= Franz Jozef van Beeck =

Dutch author, priest and Christian theologian

Frans Jozef Van Beeck or Franz Jozef van Beeck, also known as Joep van Beeck (June 11, 1930 – October 12, 2011), was a Dutch author and Christian theologian who was also a prominent priest of the Society of Jesus.

Born in Helmond, Netherlands, he entered the Jesuit religious order in 1948 after studies at the Jesuit Aloysius College in The Hague. He received a doctorate in English from the University of Amsterdam in 1961 and was ordained to the Roman Catholic priesthood in 1963. From 1968 to 1985, Van Beeck taught theology at Boston College in Boston, Massachusetts. He then moved to Loyola University Chicago in Chicago, Illinois where he served as John Cardinal Cody Professor of Theology until his retirement in 2002. From 2006 until his death, he resided in Nijmegen, Netherlands.

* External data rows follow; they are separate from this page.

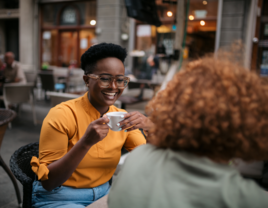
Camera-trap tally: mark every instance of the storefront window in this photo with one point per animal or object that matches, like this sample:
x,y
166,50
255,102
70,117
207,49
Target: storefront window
x,y
68,30
201,28
159,41
49,46
69,16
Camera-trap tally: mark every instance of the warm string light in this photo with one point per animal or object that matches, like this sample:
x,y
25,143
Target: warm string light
x,y
191,17
169,14
93,22
202,22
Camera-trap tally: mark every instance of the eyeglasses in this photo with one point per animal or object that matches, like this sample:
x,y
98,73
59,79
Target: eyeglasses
x,y
105,81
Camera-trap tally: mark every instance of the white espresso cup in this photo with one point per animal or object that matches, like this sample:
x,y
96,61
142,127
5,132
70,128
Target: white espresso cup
x,y
115,118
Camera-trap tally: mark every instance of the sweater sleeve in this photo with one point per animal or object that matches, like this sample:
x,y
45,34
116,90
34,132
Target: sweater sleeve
x,y
58,128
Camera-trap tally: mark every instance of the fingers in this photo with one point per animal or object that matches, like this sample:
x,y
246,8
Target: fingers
x,y
132,128
130,123
131,118
102,120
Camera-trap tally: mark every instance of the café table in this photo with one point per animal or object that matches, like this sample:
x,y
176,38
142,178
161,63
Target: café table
x,y
101,203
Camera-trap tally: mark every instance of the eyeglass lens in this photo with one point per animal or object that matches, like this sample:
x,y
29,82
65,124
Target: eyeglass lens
x,y
105,81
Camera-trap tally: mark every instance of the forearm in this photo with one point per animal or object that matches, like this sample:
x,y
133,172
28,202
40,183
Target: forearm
x,y
62,169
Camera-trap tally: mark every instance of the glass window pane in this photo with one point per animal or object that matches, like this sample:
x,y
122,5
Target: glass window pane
x,y
49,47
68,48
87,39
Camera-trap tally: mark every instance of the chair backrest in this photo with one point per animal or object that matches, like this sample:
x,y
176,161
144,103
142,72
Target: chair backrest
x,y
47,80
6,116
31,77
21,168
17,93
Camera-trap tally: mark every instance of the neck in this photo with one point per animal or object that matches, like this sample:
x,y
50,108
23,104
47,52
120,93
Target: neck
x,y
101,109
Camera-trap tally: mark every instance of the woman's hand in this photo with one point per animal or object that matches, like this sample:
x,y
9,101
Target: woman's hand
x,y
136,120
96,131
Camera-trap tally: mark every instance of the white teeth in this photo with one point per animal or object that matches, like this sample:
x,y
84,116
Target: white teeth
x,y
108,93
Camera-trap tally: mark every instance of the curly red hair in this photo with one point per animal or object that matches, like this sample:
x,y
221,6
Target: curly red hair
x,y
212,108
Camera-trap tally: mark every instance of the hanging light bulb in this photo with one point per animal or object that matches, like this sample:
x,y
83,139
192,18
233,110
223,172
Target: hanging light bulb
x,y
202,22
191,17
169,13
93,22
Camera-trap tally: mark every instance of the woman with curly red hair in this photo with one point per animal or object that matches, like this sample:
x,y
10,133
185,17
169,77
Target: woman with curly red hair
x,y
211,112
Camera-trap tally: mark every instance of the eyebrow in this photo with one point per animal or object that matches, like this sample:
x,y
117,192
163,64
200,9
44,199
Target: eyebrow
x,y
112,75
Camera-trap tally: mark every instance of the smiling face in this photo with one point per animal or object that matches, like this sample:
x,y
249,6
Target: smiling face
x,y
102,98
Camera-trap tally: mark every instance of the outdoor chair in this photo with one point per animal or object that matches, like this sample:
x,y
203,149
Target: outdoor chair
x,y
49,83
6,116
17,93
21,168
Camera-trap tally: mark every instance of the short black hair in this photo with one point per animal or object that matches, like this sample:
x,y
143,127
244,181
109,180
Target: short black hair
x,y
101,51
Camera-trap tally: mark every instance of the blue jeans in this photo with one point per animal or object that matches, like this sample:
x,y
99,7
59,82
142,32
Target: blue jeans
x,y
66,197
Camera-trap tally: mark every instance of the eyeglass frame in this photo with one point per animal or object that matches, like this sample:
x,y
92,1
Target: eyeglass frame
x,y
97,77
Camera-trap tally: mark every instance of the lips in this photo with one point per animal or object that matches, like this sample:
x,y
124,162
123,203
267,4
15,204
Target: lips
x,y
109,95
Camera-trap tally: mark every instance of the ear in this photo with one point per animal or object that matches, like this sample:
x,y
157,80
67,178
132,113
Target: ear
x,y
86,80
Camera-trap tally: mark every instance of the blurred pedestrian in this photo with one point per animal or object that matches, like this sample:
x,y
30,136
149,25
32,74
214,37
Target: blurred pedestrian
x,y
211,112
13,72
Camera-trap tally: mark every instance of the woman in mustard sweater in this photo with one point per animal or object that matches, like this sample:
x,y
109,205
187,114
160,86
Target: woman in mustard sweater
x,y
78,154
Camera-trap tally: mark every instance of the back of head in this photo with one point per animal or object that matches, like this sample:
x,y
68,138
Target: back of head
x,y
101,51
213,108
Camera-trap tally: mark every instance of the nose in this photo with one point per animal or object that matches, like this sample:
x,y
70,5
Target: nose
x,y
113,84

Van Beeck wrote hundreds of thousands of pages of letters, treatises and books used today in Christian colleges and universities throughout the world. His most famous theological work is an ambitious series of six books called God Encountered: A Contemporary Catholic Systematic Theology (Liturgical Press).

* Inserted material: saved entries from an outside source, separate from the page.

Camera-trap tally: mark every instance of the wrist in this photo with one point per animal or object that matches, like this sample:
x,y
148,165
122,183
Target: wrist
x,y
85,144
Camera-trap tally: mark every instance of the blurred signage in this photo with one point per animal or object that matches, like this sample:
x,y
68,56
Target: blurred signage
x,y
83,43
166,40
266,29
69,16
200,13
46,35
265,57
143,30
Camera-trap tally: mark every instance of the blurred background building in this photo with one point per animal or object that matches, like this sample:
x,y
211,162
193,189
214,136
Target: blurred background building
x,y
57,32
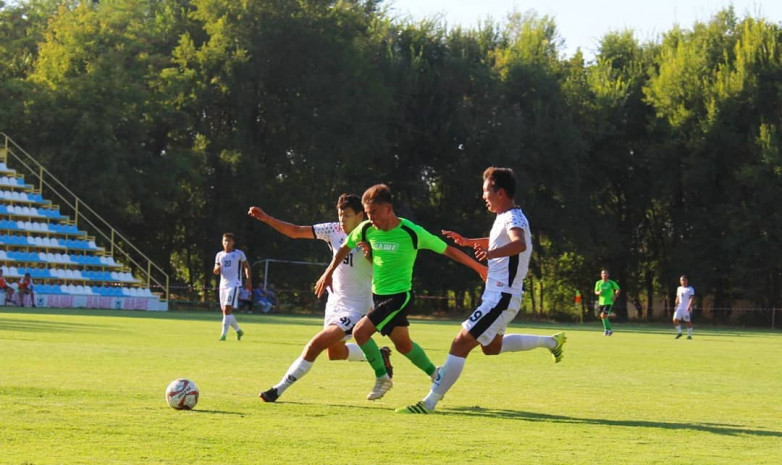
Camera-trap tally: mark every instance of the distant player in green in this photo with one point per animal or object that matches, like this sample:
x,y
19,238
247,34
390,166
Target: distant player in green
x,y
607,291
392,243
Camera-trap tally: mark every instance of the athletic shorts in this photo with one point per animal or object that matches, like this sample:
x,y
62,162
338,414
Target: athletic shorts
x,y
390,311
496,311
681,314
343,317
229,296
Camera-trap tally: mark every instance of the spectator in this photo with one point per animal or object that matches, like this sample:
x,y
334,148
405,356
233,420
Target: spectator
x,y
271,294
25,289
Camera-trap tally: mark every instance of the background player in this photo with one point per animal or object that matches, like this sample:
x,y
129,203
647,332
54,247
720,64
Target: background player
x,y
229,264
507,249
607,290
392,243
684,298
350,297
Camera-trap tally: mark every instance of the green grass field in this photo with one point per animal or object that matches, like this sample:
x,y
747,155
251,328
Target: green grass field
x,y
86,387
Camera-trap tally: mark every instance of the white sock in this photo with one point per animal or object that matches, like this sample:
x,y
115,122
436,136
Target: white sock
x,y
518,342
226,322
232,321
296,371
449,373
355,354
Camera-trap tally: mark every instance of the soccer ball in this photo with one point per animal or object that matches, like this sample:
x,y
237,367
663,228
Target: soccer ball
x,y
182,394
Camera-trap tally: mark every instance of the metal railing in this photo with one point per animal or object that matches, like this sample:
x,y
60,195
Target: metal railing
x,y
120,247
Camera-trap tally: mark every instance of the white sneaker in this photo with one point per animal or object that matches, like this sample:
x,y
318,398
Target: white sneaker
x,y
382,385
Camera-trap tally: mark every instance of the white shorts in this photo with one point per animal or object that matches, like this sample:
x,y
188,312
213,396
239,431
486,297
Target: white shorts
x,y
490,319
229,296
681,314
343,317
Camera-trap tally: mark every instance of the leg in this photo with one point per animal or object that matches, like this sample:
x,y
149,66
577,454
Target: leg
x,y
400,336
329,336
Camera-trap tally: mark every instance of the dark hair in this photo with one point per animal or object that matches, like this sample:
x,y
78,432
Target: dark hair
x,y
351,201
379,193
501,178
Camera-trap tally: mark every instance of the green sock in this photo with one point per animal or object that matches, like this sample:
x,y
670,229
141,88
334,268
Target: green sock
x,y
419,359
372,352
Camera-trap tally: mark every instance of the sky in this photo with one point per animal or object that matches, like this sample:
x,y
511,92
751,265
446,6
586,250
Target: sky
x,y
582,23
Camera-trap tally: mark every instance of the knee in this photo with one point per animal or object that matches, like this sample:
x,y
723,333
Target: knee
x,y
403,347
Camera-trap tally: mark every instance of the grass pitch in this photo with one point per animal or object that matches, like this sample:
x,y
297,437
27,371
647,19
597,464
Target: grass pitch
x,y
86,387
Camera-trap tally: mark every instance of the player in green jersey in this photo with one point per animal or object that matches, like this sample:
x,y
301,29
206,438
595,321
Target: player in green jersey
x,y
607,291
392,243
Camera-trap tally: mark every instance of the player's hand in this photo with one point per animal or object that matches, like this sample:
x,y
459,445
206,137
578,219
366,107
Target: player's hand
x,y
457,238
323,283
257,213
484,272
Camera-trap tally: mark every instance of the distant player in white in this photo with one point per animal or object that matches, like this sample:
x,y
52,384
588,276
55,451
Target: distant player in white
x,y
507,249
229,264
350,297
684,298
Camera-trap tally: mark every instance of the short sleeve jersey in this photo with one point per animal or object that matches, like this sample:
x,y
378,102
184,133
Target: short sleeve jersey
x,y
607,289
394,253
352,280
230,268
685,294
506,274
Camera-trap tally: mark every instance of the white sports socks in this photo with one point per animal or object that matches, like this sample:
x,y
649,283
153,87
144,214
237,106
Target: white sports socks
x,y
518,342
296,371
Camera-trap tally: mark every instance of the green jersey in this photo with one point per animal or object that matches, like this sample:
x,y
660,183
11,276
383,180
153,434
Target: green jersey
x,y
394,253
606,289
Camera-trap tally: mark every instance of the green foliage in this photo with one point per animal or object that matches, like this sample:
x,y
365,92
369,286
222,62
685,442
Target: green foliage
x,y
87,386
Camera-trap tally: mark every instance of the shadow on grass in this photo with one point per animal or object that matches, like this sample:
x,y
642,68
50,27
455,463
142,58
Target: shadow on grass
x,y
217,412
715,428
38,326
286,319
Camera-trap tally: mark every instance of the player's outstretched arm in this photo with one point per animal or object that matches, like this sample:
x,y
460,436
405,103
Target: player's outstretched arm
x,y
457,255
466,242
291,230
324,282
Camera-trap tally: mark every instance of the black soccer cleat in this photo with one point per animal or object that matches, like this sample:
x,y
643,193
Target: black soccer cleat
x,y
270,395
385,352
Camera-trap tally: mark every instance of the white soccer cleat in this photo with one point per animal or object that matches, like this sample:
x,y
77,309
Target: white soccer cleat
x,y
382,385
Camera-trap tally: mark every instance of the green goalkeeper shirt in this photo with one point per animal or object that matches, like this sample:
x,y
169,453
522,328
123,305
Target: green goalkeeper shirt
x,y
394,253
606,289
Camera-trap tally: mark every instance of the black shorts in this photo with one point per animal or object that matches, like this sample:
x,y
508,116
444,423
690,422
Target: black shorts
x,y
390,311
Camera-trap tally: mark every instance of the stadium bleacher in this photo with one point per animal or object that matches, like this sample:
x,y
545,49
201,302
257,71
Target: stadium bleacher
x,y
68,268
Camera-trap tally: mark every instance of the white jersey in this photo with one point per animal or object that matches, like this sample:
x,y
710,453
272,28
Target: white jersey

Some of his most controversial works considered the issues arising from World War II. Critics challenged van Beeck's attempt to define a single universal theme in the overall tragedy of the Holocaust. They believed that such an attempt to explain the Holocaust as a metaphor or symbol was dangerous and could lead to a minimalization of the horrors of the mass murder.

Van Beeck's Christ Proclaimed: Christology as Rhetoric (1979) is a significant synthesis of theological reflection in christology with a distinctive consideration of rhetoric and the Christian proclamation. Van Beeck's thought about rhetoric and proclamation culminated in the publication of the article "Divine Revelation: Intervention or Self-Communication" in Theological Studies 52 (1991): 199–226.

In 2006, Sacred Heart University Press published his Driven under the Influence: Selected Essays in Theology 1974–2004.